We also evaluated the safety of deep sedation therapy for ICH patients after surgery. It has been reported that a long course of deep sedation can have a number of adverse events, such as ventilator dependence, ventilator-associated pneumonia, delayed recovery, prolonged ICU days, and pressure ulcer [31]. These adverse events are associated with both the depth and duration of sedation. Therefore, our research emphasized deep sedation, at the same time it also stressed that target course should not be more than 12 hours. No significant difference in ICU days and the incidence of ventilator-associated pneumonia were identified between patients who received short-course deep sedation and traditional sedation. Most ICH patients exhibited different levels of consciousness. Therefore, delayed recovery was not compared between the deep sedation and traditional sedation groups.
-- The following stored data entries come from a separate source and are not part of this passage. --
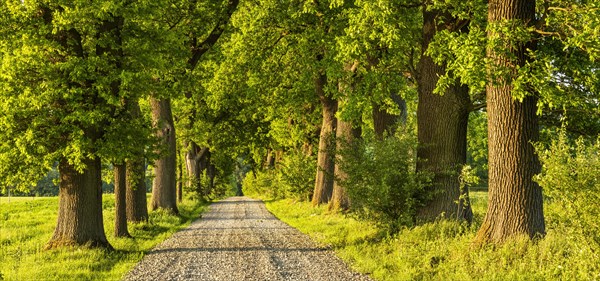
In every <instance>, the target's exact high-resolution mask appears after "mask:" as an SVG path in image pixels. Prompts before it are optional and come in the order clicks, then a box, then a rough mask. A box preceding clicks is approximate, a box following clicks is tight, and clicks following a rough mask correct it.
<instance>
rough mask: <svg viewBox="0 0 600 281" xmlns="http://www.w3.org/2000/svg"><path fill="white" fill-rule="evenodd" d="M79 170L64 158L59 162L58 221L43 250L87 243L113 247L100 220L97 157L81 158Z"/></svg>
mask: <svg viewBox="0 0 600 281" xmlns="http://www.w3.org/2000/svg"><path fill="white" fill-rule="evenodd" d="M84 164H85V165H86V168H85V169H84V170H83V172H82V173H79V172H78V171H77V170H76V169H75V167H74V166H73V165H71V164H69V162H68V161H67V160H66V159H62V160H61V161H60V163H59V169H58V170H59V173H60V184H59V195H58V196H59V206H58V221H57V224H56V228H55V229H54V235H53V236H52V238H51V239H50V241H49V242H48V244H46V249H52V248H58V247H62V246H87V247H101V248H108V249H112V246H111V245H110V244H109V243H108V240H107V239H106V235H105V234H104V224H103V221H102V178H101V177H102V176H101V174H102V173H101V163H100V159H99V158H96V159H86V160H84Z"/></svg>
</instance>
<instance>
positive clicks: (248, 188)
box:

A number of limitations in the present study should be discussed. First, a major limitation of this study was the small sample size. Only 41 patients were included. Post-hoc sample size calculation using PASS 11.0 reveals that in order to compare the 3-month prognosis, only 8 patients in each group were required. But in order to accurately compare the 3-month data, the sample size required was 39 cases in each group. Therefore, further research is needed to expand the sample size. Second, random grouping of ICH patients was not conducted in the present study because ICH patients were co-managed by surgeons and ICU physicians who did not reach agreement in the selection of the study sedation plan in some cases. For example, surgeons tended to choose short-course deep sedation rather than the traditional sedation program based on preliminary data showing that short-course deep sedation reduced the rate of re-bleeding and improved the prognosis of ICH patients, resulting in fewer patients receiving traditional sedative. Third, the influence of deep sedation on intracranial pressure and cerebral perfusion was not evaluated in the present study because of the laboratory limitation on available equipment. Finally, nitroglycerin and sodium nitroprusside rather than intravenous calcium antagonists (which is not available in most hospitals in China) were used as antihypertensive drugs in the present study, which was not fully consistent with ICH guidelines.

Conclusions

Our study showed that short-course deep sedation therapy in ICH patients after surgery is efficient in controlling postoperative blood pressure, reducing re-bleeding, and improving clinical prognosis. However, the long-term efficacy and safety of short-course deep sedation therapy in ICH patients need to be further studied.